11/09/2011 - 24ª Dimanche du T.O. - année A

1ª lecture Sir 27,30 - 28,7 du Psaume 102 2ª lecture Rm 14,7-9 Evangile Mt 18,21-35

Saint Paul veut terminer la lettre aux Romains. Maintenant il leur dit une grande vérité qui concerne la vie de tous les croyants : " Aucun de nous ne vit pour lui-même ". Celui qui croit vraiment en Dieu et ne considère pas la foi seulement un vêtement extérieur pour être vu par les autres comme un bon chrétien, sait que c'est la vérité. Celui qui répond à l'appel de Jésus et accueillit l'amour du Père, celui qui jouit de la présence de l'Esprit Saint dans sa propre vie, celui-ci ne se rappelle plus de ce que signifie l'égocentrisme. Nous ne vivons pas pour jouir des plaisirs de la vie et nous ne vivons pas pour nous montrer beaux et bons aux autres. Nous vivons pour donner de la gloire à Dieu, pour diffuser son amour, pour porter sa sagesse aux esprits et aux cœurs de tout le monde afin que tous puissent vivre la paix et la joie de la communion fraternelle, le début du paradis ! " Aucun de nous ne vit pour lui-même ", parce que ce ne serait pas une vie mais le début d'une existence sans joie, sans motivations, sans un sens, capable de faire supporter les difficultés et les fatigues. " Si nous vivons, nous vivons pour le Seigneur ". : notre vie est un don que nous recevons du Père et, donc, nous lui demandons pour quelle raison il nous a créés et ce qu'il attend de nous. Ensuite, le Père nous a donné son Fils, Jésus, comme vie pour nous et comme fondement pour toute activité : nous vivons pour lui ! Et, mystérieusement, la joie jaillit et croit dans notre cœur. C'est cela qu'expérimentent les personnes jeunes et plus âgées qui commencent à prendre Jésus au sérieux ! Saint Paul continue en disant aussi que " nous mourons pour le Seigneur ". Notre vie trouve sa joie jusqu'à la fin dans le Seigneur au point que la mort ne la bloque pas et ne grave en rien sur elle. Au contraire, la mort même du croyant porte son amour à la perfection : le croyant, en effet, rend la mort l'offrande plus mure de sa vie, l'acte d'amour plein, le sacrifice dernier et complet.

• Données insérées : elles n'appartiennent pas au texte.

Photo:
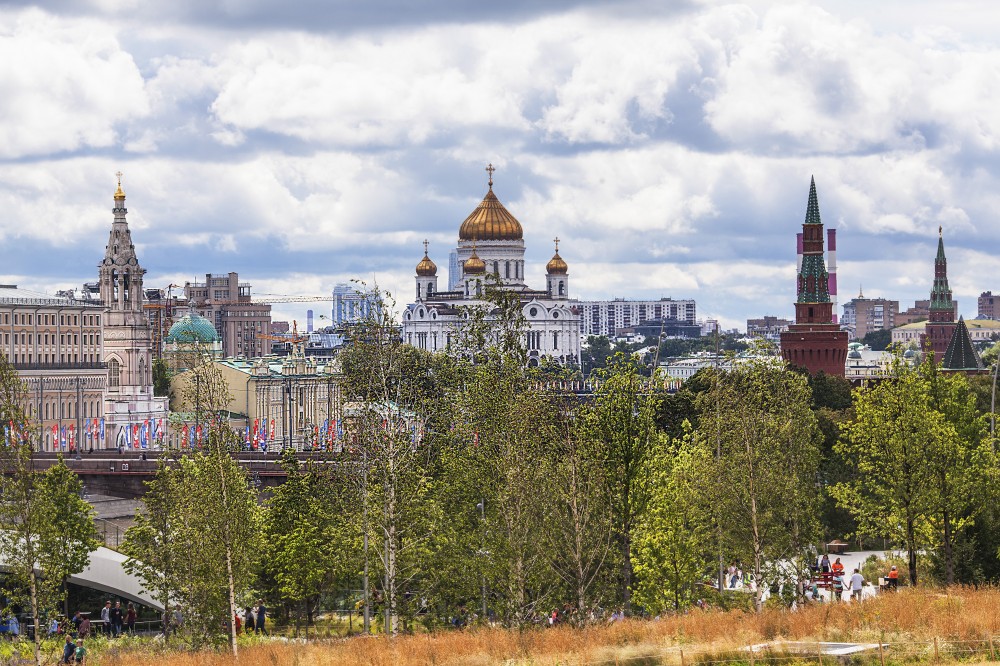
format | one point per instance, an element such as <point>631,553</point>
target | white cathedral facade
<point>491,242</point>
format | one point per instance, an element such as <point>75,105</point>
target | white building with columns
<point>491,242</point>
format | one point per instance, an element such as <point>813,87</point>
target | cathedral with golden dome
<point>491,247</point>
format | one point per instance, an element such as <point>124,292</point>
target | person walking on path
<point>130,618</point>
<point>857,583</point>
<point>117,619</point>
<point>261,617</point>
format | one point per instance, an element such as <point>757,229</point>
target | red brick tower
<point>814,342</point>
<point>941,324</point>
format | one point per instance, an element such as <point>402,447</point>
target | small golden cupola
<point>426,267</point>
<point>490,221</point>
<point>474,265</point>
<point>557,265</point>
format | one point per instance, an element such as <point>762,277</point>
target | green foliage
<point>161,378</point>
<point>758,422</point>
<point>673,535</point>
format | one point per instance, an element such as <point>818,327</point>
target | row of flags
<point>139,435</point>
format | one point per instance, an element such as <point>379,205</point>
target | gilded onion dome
<point>557,265</point>
<point>474,265</point>
<point>426,267</point>
<point>490,221</point>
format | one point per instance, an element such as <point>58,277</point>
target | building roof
<point>11,294</point>
<point>192,328</point>
<point>490,221</point>
<point>961,355</point>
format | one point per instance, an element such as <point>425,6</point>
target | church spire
<point>814,280</point>
<point>940,291</point>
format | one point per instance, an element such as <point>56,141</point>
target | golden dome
<point>557,265</point>
<point>474,265</point>
<point>490,221</point>
<point>426,267</point>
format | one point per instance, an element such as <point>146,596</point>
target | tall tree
<point>153,551</point>
<point>895,491</point>
<point>674,534</point>
<point>759,423</point>
<point>621,427</point>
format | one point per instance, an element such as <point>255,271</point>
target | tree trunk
<point>911,550</point>
<point>949,561</point>
<point>34,616</point>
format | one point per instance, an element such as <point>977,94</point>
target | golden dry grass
<point>911,615</point>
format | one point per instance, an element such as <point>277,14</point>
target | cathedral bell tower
<point>128,340</point>
<point>814,341</point>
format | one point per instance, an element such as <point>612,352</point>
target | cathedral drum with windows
<point>491,249</point>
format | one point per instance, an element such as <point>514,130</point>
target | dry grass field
<point>908,621</point>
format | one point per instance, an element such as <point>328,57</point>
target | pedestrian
<point>69,649</point>
<point>894,578</point>
<point>249,622</point>
<point>80,654</point>
<point>117,619</point>
<point>857,583</point>
<point>106,617</point>
<point>84,631</point>
<point>261,617</point>
<point>130,618</point>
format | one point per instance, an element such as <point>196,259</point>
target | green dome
<point>191,328</point>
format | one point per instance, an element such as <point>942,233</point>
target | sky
<point>669,145</point>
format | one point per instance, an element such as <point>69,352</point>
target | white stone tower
<point>128,339</point>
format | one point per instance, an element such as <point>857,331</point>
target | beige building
<point>290,401</point>
<point>56,346</point>
<point>226,302</point>
<point>866,315</point>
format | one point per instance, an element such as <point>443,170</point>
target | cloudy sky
<point>669,144</point>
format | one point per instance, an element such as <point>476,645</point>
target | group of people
<point>117,619</point>
<point>254,619</point>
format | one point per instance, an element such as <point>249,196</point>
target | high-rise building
<point>814,341</point>
<point>607,317</point>
<point>865,315</point>
<point>131,412</point>
<point>987,307</point>
<point>768,327</point>
<point>240,322</point>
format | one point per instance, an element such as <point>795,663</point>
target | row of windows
<point>50,339</point>
<point>54,358</point>
<point>50,319</point>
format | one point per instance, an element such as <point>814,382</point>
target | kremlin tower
<point>814,341</point>
<point>941,324</point>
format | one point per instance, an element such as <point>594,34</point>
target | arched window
<point>114,373</point>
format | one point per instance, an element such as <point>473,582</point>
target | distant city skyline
<point>670,148</point>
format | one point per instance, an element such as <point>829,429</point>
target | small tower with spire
<point>557,275</point>
<point>426,277</point>
<point>941,324</point>
<point>814,341</point>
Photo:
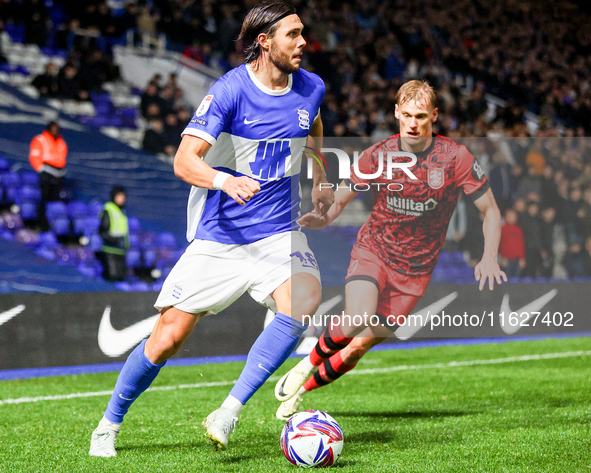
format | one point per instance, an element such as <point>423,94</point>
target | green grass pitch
<point>431,415</point>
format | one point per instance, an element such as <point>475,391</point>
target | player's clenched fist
<point>241,189</point>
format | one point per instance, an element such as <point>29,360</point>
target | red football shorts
<point>398,293</point>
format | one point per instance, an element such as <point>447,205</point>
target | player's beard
<point>281,60</point>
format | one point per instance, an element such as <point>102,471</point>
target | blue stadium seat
<point>133,258</point>
<point>27,237</point>
<point>29,210</point>
<point>147,240</point>
<point>77,209</point>
<point>30,178</point>
<point>96,243</point>
<point>48,240</point>
<point>55,210</point>
<point>46,253</point>
<point>149,258</point>
<point>134,225</point>
<point>61,226</point>
<point>12,222</point>
<point>86,226</point>
<point>95,208</point>
<point>67,256</point>
<point>11,179</point>
<point>166,240</point>
<point>27,193</point>
<point>134,240</point>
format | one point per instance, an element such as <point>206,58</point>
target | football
<point>312,439</point>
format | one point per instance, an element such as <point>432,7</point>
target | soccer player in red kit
<point>397,248</point>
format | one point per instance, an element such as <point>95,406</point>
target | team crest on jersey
<point>304,118</point>
<point>204,106</point>
<point>435,178</point>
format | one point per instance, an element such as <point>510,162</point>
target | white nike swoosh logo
<point>9,314</point>
<point>530,309</point>
<point>308,343</point>
<point>406,331</point>
<point>115,343</point>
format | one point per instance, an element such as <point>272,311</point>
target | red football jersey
<point>409,219</point>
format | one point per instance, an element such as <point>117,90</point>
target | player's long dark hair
<point>263,18</point>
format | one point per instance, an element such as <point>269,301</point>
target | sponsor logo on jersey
<point>204,105</point>
<point>436,178</point>
<point>304,118</point>
<point>410,207</point>
<point>477,171</point>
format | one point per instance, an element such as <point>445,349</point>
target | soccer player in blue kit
<point>242,153</point>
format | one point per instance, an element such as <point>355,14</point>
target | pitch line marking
<point>451,364</point>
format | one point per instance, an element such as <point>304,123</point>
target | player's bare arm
<point>488,268</point>
<point>190,167</point>
<point>313,221</point>
<point>322,199</point>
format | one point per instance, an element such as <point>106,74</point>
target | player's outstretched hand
<point>489,269</point>
<point>241,189</point>
<point>322,199</point>
<point>312,221</point>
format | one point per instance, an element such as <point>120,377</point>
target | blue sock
<point>135,377</point>
<point>267,354</point>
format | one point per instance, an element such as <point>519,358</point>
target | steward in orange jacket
<point>47,155</point>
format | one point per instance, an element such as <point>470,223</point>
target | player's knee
<point>164,347</point>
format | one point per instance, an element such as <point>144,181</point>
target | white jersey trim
<point>199,134</point>
<point>266,89</point>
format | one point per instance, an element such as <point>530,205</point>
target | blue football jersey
<point>260,133</point>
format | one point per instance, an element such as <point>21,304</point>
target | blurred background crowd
<point>532,56</point>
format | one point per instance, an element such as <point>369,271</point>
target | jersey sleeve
<point>212,115</point>
<point>469,175</point>
<point>366,165</point>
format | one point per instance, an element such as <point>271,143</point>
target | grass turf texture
<point>515,417</point>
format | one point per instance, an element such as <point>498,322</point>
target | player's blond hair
<point>418,91</point>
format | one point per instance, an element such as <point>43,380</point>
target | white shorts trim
<point>210,276</point>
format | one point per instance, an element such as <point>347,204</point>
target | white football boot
<point>219,425</point>
<point>292,381</point>
<point>288,408</point>
<point>102,442</point>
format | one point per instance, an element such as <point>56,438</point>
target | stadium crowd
<point>532,55</point>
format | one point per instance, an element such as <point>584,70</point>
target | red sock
<point>329,343</point>
<point>329,371</point>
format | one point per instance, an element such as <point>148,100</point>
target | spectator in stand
<point>547,231</point>
<point>36,22</point>
<point>47,154</point>
<point>512,246</point>
<point>150,97</point>
<point>531,226</point>
<point>584,214</point>
<point>573,260</point>
<point>173,130</point>
<point>458,225</point>
<point>114,230</point>
<point>154,139</point>
<point>502,181</point>
<point>587,257</point>
<point>70,85</point>
<point>47,83</point>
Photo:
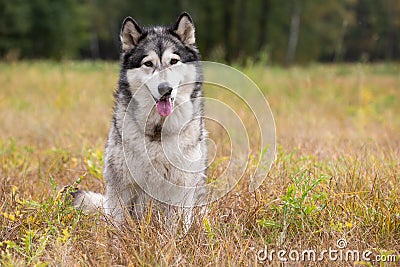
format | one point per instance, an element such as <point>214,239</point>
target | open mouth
<point>165,105</point>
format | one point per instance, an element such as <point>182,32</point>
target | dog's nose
<point>164,88</point>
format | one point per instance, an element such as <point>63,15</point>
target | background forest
<point>281,32</point>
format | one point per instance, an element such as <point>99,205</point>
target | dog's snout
<point>164,88</point>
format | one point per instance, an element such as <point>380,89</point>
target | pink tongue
<point>164,107</point>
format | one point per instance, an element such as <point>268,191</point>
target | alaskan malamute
<point>156,151</point>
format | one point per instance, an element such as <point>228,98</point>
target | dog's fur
<point>154,157</point>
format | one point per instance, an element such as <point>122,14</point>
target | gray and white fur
<point>156,153</point>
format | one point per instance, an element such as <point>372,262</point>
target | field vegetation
<point>336,174</point>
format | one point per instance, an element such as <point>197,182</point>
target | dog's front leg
<point>116,203</point>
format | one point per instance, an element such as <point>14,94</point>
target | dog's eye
<point>173,61</point>
<point>148,64</point>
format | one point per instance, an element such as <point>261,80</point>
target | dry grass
<point>336,175</point>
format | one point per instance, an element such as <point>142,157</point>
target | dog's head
<point>163,59</point>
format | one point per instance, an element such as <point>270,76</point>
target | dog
<point>156,153</point>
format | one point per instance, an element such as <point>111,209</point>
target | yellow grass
<point>336,175</point>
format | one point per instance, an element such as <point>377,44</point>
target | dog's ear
<point>184,28</point>
<point>130,34</point>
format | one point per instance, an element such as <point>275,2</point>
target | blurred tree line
<point>232,31</point>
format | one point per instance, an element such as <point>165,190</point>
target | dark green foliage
<point>231,31</point>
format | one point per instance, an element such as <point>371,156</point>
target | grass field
<point>336,176</point>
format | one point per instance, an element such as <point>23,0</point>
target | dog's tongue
<point>164,107</point>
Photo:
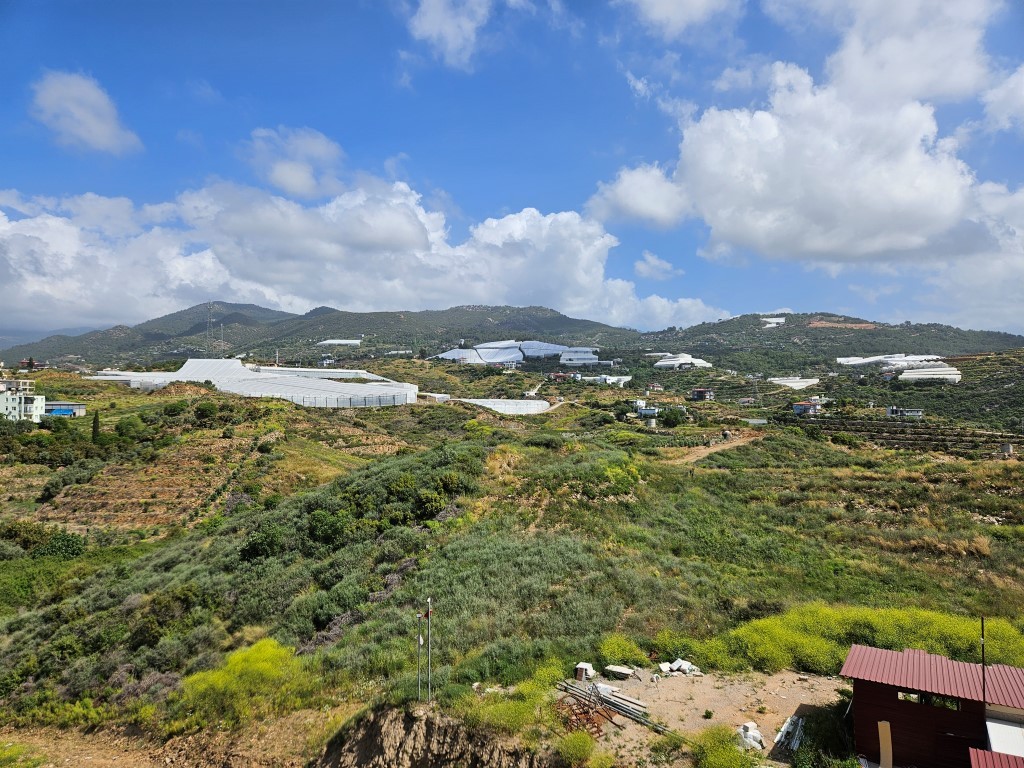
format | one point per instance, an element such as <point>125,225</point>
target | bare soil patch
<point>290,741</point>
<point>166,491</point>
<point>688,456</point>
<point>680,702</point>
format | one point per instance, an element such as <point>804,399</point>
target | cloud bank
<point>95,260</point>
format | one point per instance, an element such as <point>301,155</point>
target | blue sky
<point>641,162</point>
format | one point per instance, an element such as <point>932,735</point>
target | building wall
<point>922,734</point>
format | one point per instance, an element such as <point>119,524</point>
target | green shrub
<point>616,648</point>
<point>62,545</point>
<point>716,748</point>
<point>263,679</point>
<point>574,749</point>
<point>816,637</point>
<point>15,756</point>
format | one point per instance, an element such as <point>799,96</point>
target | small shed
<point>928,710</point>
<point>61,408</point>
<point>895,412</point>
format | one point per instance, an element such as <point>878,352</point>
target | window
<point>944,702</point>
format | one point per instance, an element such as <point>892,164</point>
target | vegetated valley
<point>192,572</point>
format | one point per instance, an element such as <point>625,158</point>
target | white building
<point>579,356</point>
<point>304,386</point>
<point>500,352</point>
<point>18,401</point>
<point>794,382</point>
<point>683,360</point>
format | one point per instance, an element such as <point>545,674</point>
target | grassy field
<point>315,537</point>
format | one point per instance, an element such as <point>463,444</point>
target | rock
<point>396,738</point>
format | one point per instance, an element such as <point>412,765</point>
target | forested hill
<point>223,329</point>
<point>807,341</point>
<point>743,343</point>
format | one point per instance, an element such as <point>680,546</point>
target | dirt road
<point>688,456</point>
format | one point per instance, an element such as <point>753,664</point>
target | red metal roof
<point>920,671</point>
<point>985,759</point>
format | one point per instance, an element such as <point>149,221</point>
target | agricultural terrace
<point>204,560</point>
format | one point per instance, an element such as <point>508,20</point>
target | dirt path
<point>695,455</point>
<point>286,742</point>
<point>685,702</point>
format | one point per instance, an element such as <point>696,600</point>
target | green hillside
<point>805,343</point>
<point>245,329</point>
<point>179,334</point>
<point>811,342</point>
<point>544,540</point>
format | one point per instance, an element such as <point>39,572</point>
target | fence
<point>325,401</point>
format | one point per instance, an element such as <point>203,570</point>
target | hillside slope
<point>237,329</point>
<point>806,342</point>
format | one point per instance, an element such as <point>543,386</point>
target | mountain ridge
<point>804,341</point>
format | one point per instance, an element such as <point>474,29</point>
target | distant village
<point>328,386</point>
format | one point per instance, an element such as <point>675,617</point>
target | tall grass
<point>263,679</point>
<point>816,637</point>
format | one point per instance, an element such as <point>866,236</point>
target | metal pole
<point>419,653</point>
<point>430,689</point>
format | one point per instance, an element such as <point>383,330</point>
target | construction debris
<point>585,671</point>
<point>595,695</point>
<point>750,736</point>
<point>791,734</point>
<point>690,670</point>
<point>583,716</point>
<point>619,672</point>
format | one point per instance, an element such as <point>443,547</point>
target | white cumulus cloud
<point>642,193</point>
<point>910,49</point>
<point>300,162</point>
<point>1005,102</point>
<point>81,114</point>
<point>652,267</point>
<point>94,260</point>
<point>451,28</point>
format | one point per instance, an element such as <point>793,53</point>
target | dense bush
<point>716,748</point>
<point>616,648</point>
<point>816,637</point>
<point>254,682</point>
<point>576,749</point>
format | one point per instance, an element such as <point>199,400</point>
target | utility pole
<point>419,653</point>
<point>984,697</point>
<point>430,688</point>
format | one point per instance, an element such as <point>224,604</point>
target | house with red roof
<point>911,708</point>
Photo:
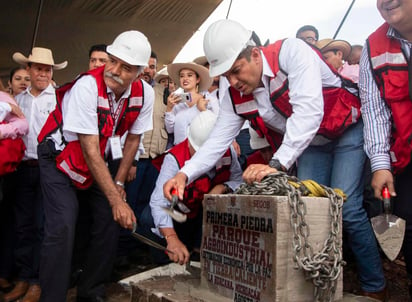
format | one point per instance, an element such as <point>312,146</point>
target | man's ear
<point>255,54</point>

En vivant pour le Seigneur, le croyant n'a plus de scrupules à vivre comme il lui apprend. Un des plus grands enseignements et pour lequel il y a dans l'homme des tentation plus grande est celui qui concerne le pardon. Jésus sait que ses disciples aussi ne seront pas tout à fait sans péchés et que le péché devient un poids et une souffrance pour les autres, et que ceux-ci auront difficile à pardonner. IL profite donc d'une question de Pierre pour donner sa pensée à lui et à tous les autres disciples. Pierre, en se vantant presque de son intuition, demande s'il est possible d'arriver à pardonner jusqu'à sept fois. Peut-être pense-t-il d'être plus généreux même de son Maitre ! Mais Jésus le démonte tout de suite : le numéro sept en ce cas n'est pas le maximum, il peut être multiplié par le numéro soixante-dix. De cette façon personne n'est plus capable de compter... et pratiquement il finira par pardonner toujours. Le cœur de doit pas tenir en soi-même aucun genre de rancœur, de haine, de vengeance. Le cœur est fait pour le Seigneur et ne doit contenir seulement et toujours que son amour. Jésus utilise une parabole pour faire désister quiconque de toute objection. La parabole n'a besoin d'aucun commentaire : il est évident que celui qui est pardonné pour des dettes immenses, de son coté, pardonnera avec joie non seulement les petites choses de tous les jours mais aussi les choses plus graves. Si celui qui est pardonné par Dieu ne réussit pas à pardonner, de son coté, un frère, c'est le signe qu'il n'a aucune estime de Dieu : il ne veut pas l'imiter ! Le pardon du Père n'aura aucun effet sur le cœur de celui qui ne pardonne pas les autres : celui-ci restera dans sa condamnation.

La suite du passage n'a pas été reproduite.